The U.S. Attorney’s Office in Massachusetts filed a civil forfeiture action Monday seeking to recover just over $200,000 in the USDT stablecoin that prosecutors said were proceeds of an online cryptocurrency investment fraud.

The tokens were traced to a scheme that targeted a Massachusetts resident who was scammed by a Tinder match who offered a purported crypto trading opportunity, according to court filings.

Crypto-related crime jumped 162% in 2025, according to Chainalysis, with illicit addresses receiving at least $154 billion—fueled largely by a spike in flows to sanctioned entities.

Among that figure, “pig-butchering” scams—a blend of romance, social engineering and investment fraud—rely on long-running manipulation tactics in which scammers build trust online, pressure victims to send money to what appear to be legitimate trading platforms, and then extract additional payments until the victim realizes the profits are fake and the funds are gone.

Unpacking “pig-butchering” scams

The Massachusetts scheme follows this familiar script.
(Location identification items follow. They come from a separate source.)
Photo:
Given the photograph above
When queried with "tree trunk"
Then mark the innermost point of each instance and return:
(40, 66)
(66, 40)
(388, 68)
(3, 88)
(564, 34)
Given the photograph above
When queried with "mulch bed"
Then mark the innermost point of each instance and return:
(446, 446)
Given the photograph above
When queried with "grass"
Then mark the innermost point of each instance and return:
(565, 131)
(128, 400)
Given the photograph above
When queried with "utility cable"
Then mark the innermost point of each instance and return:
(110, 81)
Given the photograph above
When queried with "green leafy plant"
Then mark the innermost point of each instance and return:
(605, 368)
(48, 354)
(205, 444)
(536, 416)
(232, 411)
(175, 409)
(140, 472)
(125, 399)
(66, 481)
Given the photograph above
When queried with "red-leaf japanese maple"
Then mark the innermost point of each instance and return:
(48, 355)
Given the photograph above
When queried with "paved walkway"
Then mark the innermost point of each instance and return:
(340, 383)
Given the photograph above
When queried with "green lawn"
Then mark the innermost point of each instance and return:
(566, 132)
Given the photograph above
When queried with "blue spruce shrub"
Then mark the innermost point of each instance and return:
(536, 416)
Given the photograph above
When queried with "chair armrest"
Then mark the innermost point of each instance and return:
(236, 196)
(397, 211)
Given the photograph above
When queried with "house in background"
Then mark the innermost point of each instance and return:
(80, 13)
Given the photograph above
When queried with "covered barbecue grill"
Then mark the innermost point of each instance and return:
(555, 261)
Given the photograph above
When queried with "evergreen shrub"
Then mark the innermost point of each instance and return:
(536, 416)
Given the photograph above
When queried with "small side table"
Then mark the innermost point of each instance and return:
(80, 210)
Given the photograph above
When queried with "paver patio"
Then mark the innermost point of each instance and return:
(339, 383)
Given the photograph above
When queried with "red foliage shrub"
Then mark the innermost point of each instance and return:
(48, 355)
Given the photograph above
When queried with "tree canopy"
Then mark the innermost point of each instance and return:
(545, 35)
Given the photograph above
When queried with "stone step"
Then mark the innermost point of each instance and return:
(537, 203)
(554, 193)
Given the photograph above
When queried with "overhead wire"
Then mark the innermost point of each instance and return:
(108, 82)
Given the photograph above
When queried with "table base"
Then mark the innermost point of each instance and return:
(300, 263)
The victim matched on Tinder with someone using the name “Nino Martin,” who quickly suggested moving the conversation to WhatsApp, a common shift scammers use to get victims off moderated platforms and into more private chats. “Martin” allegedly claimed to be a financial advisor and offered to help the victim make money trading cryptocurrency.

Following instructions, the victim created an account and began transferring funds to a trading site that law enforcement believed was fraudulent. After the victim’s transfers from a legitimate account were flagged as suspicious, people tied to the suspected fraudulent platform allegedly contacted the victim with instructions designed to evade restrictions.

By the time the victim contacted law enforcement, prosecutors said, they had transferred about $504,353 to the suspected fraudulent platform.

Investigators later traced some of the funds to a cryptocurrency account that was seized in June 2025. The government said the seized USDT represented part of the victim’s losses.

Transnational crypto crime

Pig butchering schemes have increasingly been linked to organized crime operations, particularly in parts of Southeast Asia. U.S. and other authorities have taken steps over the past year to target the infrastructure behind the scams, including financial intermediaries and money-laundering networks connected to them.

Those efforts include the sanctioning of money laundering marketplace Huione in Cambodia and the arrest of Prince Holdings Group head Chen Zhi, who has links to regional scam activities. Chinese authorities have also apprehended the heads of criminal families linked to scam and gambling compounds in Myanmar, as well as other crimes, sentencing several to death and others to long periods of incarceration.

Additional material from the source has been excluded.